- Student Records
Programme & Unit Catalogues

Department of Computer Science, Unit Catalogue 2007/08


CM50209 Security and integrity

Credits: 6
Level: Masters
Semester: 2
Assessment: CW100
Requisites:
Aims: (a) To develop an understanding of the difficulties of security - everyone wants it but no-one can define it.
(b) To develop the ability to analyse the security threats to a proposed design.
(c) To develop the ability to propose realistic counter-measures, where available.
Learning Outcomes:
After taking this unit, the student should be able to:
(1) describe common security models;
(2) discuss what it means for a given system to be 'secure';
(3) identify security weaknesses in proposed systems.
Skills:
Critical thinking (F, A). Defensive analysis and programming (T, F, A).
Content:
Philosophical, legal, ethical issues. What is a person? Passwords, user ids and biometrics. What are authorisation and delegation? What are data? Security against theft, destruction, interception, tampering. Some thoughts on physical security. Data Protection Act, Freedom of Information Act, Regulatory and Investigatory Powers Act. Military/government requirements for security.
Security within a computer. Hardware support for security: states and memory protection. memory mapping, virtual memory and security.
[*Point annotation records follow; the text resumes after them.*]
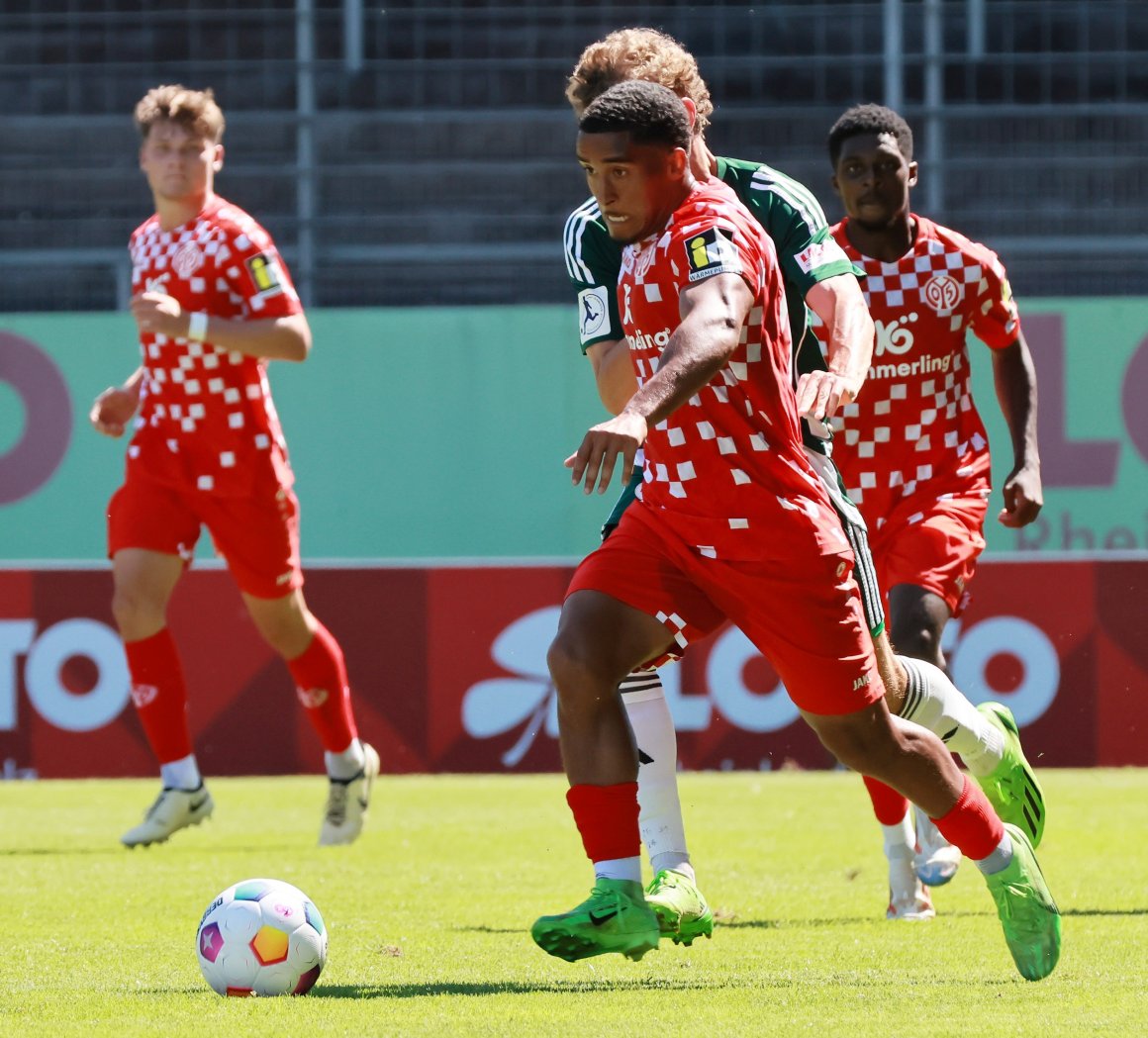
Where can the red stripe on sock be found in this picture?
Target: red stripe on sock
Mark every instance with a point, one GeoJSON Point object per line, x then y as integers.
{"type": "Point", "coordinates": [608, 817]}
{"type": "Point", "coordinates": [888, 803]}
{"type": "Point", "coordinates": [159, 695]}
{"type": "Point", "coordinates": [971, 824]}
{"type": "Point", "coordinates": [321, 681]}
The Unix Security model: chown, chgrp, setuid and chroot. Strengths and weaknesses of the Unix security model: common attacks.
The Multics security model. Capabilities.
Security within Databases. Protection against loss - two-phase commit. Protection against statistical queries: Denning's model.
Security within networks. 'Man in the middle' attacks. What does the 's' in https signify?
Case studies: Internet worm. Power attacks and other covert channels. A chain can be weaker than its weakest link: the Crouch-Davenport attack.